The myth of our culture is deeply isolating and numbing.
These are not life affirming myths.
These are not myths to live by.
Sister Joan Chittister declares that “The paradox is that to be human is to be imperfect but it is exactly our imperfection that is our claim to the best of the human condition. We are not a sorry lot. We have one another. We are not expected to be self-sufficient. It is precisely our vulnerability that entitles us to love and guarantees us a hearing from the rest of the human race.”
In this season of need and greed remember:
You are enough.
You belong.
You are not alone.
You got people.
‘Tis the season. The standard greeting these days seems to be, “So, are you ready for Christmas?” Frankly, this is a question that flummoxes me every time. Honestly, I really have not the faintest idea how one is supposed to answer. Am I ready for Christmas? What does that even mean?
Have I decorated the house? No. To be perfectly frank, I haven’t even mopped the floor in some weeks. I have not hung lights. So far, there is no tree. In my house these things are usually accomplished somewhere in the vicinity of Christmas Eve. In my defense I will say that trees are much cheaper then, and my daughter has come to understand Christmas Eve as the traditional time to decorate a tree.
Have I baked cookies for my co-workers? That’s an easy one. I work online. My co-workers, wonderful as they are, live across the country. They don’t expect cookies. But then, neither do my neighbors. OK, neither do my friends and family. Sometimes it’s best to set low expectations.
Have I bought presents for all and sundry? Um…not so much. Some day very soon I will think about what incredibly thoughtful items might be purchased for my nieces and nephew that Amazon can gift wrap and mail for me. Shopping for my 14-year-old daughter is best done by gift card. We agreed that the lovely hand-made mask my wife dearly wanted would be her Christmas present, but it’s already hanging on the wall. The rest of my family doesn’t really exchange presents. Can I just say that anything involving a shopping mall is NOT my idea of a jolly holiday?

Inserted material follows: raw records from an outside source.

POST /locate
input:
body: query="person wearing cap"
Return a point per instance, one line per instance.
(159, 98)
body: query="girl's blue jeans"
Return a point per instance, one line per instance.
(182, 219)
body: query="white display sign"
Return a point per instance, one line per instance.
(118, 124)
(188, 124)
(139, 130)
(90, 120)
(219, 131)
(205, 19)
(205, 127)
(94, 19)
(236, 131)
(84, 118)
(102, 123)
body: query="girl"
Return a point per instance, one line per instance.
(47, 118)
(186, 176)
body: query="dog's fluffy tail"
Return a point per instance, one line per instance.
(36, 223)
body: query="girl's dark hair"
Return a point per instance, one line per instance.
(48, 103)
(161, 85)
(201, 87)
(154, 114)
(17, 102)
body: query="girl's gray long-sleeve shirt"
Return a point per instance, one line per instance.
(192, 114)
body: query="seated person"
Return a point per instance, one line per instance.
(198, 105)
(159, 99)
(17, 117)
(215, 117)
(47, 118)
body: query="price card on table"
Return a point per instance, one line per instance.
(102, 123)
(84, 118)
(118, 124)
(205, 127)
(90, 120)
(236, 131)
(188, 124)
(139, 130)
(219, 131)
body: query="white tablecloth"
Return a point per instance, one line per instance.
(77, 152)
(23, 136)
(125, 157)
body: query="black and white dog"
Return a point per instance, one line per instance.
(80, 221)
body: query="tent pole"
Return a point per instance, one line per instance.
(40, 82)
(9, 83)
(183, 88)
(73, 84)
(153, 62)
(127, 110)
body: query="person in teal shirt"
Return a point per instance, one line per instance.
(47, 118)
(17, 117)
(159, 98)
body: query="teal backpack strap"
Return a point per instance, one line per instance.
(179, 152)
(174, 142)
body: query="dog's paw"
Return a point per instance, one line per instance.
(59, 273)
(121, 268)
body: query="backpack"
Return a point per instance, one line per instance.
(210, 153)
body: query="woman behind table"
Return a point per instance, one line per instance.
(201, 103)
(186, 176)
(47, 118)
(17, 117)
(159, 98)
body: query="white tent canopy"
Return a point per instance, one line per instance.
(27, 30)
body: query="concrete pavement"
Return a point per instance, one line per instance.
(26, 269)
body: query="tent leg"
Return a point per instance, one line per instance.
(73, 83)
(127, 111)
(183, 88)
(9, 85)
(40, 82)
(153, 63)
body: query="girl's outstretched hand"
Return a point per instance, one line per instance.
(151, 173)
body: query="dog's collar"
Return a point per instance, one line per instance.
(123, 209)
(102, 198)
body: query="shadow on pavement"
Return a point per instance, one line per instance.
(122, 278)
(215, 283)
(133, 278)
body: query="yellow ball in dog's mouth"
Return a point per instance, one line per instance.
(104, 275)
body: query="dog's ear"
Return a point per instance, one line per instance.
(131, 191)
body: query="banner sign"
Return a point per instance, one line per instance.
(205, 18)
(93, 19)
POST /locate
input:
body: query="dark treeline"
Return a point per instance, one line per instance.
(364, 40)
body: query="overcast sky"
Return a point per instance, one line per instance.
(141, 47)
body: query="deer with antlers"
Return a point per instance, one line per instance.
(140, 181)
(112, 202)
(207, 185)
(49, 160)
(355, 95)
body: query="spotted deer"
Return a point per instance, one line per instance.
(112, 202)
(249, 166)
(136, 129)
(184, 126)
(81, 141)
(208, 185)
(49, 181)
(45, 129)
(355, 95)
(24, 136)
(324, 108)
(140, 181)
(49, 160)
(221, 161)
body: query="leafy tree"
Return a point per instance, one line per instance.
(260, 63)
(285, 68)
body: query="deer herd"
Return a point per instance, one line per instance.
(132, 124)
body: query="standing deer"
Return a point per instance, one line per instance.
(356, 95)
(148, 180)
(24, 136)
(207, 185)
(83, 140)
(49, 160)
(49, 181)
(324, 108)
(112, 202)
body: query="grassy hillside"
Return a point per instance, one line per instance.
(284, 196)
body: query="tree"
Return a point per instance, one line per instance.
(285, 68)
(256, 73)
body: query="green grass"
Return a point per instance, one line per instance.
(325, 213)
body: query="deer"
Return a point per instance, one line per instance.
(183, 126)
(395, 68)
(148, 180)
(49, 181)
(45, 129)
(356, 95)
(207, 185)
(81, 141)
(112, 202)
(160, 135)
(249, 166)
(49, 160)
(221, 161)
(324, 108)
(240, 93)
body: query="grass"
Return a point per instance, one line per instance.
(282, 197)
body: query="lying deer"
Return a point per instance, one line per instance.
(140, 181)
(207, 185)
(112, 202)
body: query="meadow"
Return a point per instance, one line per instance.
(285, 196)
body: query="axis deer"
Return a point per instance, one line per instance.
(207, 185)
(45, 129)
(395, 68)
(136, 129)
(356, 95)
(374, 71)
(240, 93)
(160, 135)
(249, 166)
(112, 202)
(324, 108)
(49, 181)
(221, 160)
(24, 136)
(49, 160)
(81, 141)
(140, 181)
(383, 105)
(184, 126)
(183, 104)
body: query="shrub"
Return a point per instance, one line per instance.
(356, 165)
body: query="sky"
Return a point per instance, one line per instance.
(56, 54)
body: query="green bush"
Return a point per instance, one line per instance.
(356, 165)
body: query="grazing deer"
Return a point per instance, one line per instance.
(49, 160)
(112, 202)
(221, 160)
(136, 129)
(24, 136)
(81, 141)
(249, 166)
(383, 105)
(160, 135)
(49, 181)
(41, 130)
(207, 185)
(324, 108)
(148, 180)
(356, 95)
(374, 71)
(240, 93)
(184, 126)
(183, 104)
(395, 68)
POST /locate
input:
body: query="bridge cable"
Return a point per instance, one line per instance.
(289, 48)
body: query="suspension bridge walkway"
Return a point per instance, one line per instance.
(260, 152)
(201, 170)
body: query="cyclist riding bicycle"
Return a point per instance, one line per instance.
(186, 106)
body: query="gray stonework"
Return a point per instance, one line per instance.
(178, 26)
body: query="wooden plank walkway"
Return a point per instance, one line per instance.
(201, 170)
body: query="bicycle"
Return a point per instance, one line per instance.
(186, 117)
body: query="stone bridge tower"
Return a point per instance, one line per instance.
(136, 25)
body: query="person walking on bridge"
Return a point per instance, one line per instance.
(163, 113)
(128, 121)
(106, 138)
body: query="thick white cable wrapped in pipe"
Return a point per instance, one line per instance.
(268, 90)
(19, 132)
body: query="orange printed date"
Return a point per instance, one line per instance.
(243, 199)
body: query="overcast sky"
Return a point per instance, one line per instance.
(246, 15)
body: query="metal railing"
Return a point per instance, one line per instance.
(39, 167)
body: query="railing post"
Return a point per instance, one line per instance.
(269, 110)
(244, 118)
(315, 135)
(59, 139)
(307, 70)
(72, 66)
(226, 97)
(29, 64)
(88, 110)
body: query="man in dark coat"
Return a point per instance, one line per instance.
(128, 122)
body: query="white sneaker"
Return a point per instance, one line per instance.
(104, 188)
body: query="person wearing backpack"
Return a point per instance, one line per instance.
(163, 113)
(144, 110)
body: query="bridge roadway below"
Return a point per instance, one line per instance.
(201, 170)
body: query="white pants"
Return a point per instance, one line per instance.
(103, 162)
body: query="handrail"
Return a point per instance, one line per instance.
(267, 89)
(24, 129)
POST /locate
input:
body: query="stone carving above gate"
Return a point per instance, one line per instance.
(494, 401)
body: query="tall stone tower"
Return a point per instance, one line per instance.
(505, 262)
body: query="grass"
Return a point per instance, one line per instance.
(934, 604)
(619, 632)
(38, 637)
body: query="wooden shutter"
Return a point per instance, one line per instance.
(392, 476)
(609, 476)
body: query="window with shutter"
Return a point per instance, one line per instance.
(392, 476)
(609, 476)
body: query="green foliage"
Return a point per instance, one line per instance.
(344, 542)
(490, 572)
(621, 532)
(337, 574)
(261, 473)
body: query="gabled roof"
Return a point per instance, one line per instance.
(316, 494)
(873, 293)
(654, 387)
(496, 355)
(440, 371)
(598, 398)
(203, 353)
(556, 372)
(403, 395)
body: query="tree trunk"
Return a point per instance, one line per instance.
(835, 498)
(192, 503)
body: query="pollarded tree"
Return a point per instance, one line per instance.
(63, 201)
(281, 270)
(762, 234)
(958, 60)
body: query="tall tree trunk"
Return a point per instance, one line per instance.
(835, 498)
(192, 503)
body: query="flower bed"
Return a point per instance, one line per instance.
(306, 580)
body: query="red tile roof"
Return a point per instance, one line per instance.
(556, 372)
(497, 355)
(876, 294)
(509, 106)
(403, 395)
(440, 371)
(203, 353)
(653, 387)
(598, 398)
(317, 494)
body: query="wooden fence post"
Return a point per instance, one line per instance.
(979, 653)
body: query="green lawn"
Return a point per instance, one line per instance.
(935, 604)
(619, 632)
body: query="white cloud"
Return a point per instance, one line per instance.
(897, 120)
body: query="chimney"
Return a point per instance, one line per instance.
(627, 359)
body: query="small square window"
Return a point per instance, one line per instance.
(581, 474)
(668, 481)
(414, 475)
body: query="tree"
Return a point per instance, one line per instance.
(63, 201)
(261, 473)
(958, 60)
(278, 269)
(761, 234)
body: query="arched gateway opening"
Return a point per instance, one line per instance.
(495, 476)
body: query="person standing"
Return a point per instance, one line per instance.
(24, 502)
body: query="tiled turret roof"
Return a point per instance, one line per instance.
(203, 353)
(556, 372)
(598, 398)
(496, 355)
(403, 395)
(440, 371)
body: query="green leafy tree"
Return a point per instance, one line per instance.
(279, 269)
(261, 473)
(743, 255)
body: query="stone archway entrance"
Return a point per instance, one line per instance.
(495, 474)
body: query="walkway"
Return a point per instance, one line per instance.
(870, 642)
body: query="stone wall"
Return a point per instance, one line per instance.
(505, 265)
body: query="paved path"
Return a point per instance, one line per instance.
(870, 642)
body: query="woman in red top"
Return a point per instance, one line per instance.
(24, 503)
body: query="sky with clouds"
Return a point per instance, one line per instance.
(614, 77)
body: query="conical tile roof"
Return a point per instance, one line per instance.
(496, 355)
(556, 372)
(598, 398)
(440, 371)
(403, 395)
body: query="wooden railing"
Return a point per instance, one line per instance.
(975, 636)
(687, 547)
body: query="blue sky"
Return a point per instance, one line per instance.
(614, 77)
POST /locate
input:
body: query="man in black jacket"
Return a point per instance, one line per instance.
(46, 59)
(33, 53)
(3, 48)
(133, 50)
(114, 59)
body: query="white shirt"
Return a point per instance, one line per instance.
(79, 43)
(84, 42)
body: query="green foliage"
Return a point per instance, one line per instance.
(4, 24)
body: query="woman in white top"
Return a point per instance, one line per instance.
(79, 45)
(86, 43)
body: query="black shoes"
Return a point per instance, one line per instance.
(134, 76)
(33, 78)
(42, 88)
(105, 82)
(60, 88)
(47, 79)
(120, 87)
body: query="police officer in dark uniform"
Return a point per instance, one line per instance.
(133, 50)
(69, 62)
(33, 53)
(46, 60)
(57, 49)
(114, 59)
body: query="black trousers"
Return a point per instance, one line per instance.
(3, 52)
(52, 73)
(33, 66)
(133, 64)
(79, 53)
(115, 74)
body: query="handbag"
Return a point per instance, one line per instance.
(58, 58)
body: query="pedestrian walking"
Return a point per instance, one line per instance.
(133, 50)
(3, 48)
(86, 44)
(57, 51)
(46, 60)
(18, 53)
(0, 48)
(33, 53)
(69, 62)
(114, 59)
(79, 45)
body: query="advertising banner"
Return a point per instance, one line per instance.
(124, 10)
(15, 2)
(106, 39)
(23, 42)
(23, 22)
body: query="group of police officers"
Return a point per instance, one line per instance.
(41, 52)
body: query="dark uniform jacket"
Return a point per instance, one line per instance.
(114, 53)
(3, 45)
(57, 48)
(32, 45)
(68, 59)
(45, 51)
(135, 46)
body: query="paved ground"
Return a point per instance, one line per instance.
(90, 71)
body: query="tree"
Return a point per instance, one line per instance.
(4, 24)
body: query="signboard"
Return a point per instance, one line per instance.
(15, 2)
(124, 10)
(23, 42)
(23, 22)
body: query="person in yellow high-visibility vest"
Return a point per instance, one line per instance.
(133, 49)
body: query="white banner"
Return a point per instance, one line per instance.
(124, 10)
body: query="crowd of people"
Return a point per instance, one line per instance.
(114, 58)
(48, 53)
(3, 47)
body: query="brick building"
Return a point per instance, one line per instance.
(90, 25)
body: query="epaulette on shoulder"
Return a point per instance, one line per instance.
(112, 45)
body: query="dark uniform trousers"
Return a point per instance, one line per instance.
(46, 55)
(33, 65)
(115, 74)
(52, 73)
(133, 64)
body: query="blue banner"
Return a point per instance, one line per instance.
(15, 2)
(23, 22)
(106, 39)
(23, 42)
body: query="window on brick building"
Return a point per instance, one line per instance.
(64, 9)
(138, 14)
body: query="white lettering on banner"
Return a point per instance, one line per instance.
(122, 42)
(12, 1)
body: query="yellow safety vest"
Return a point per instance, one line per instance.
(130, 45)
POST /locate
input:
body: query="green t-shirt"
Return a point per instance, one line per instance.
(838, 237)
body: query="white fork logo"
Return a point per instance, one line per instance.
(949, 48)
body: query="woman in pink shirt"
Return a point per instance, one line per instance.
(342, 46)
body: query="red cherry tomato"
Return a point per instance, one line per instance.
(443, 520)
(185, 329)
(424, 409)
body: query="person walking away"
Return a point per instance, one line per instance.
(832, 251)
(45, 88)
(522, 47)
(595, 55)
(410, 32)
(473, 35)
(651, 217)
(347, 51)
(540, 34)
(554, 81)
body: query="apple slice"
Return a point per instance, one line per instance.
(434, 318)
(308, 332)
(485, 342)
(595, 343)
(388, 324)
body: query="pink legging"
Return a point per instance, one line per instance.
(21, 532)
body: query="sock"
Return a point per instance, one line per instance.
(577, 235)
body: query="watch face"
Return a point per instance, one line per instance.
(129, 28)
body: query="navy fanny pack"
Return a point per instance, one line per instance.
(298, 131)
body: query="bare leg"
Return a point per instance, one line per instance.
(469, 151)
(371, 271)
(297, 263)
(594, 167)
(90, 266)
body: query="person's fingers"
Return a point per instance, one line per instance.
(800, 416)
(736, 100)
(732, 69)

I guess by all prevailing standards the clear answer is that no, I am not in the least ready for Christmas.
Unless you mean: Am I ready to wish wes-hael—be whole—to those around me in the traditional wassail greeting of the season?
Unless you mean: Am I ready to embrace the dark of the year, but also keep an eye on the lights that shine in the early night?
Unless you mean: Am I ready to consider what it means to imagine God in the form of a powerless baby?
Unless you mean: Am I ready to follow a star, or whatever might beckon me toward the surprising, the miraculous, the new?
In that case, I’m still not sure, but I suspect—I hope—that the answer is yes.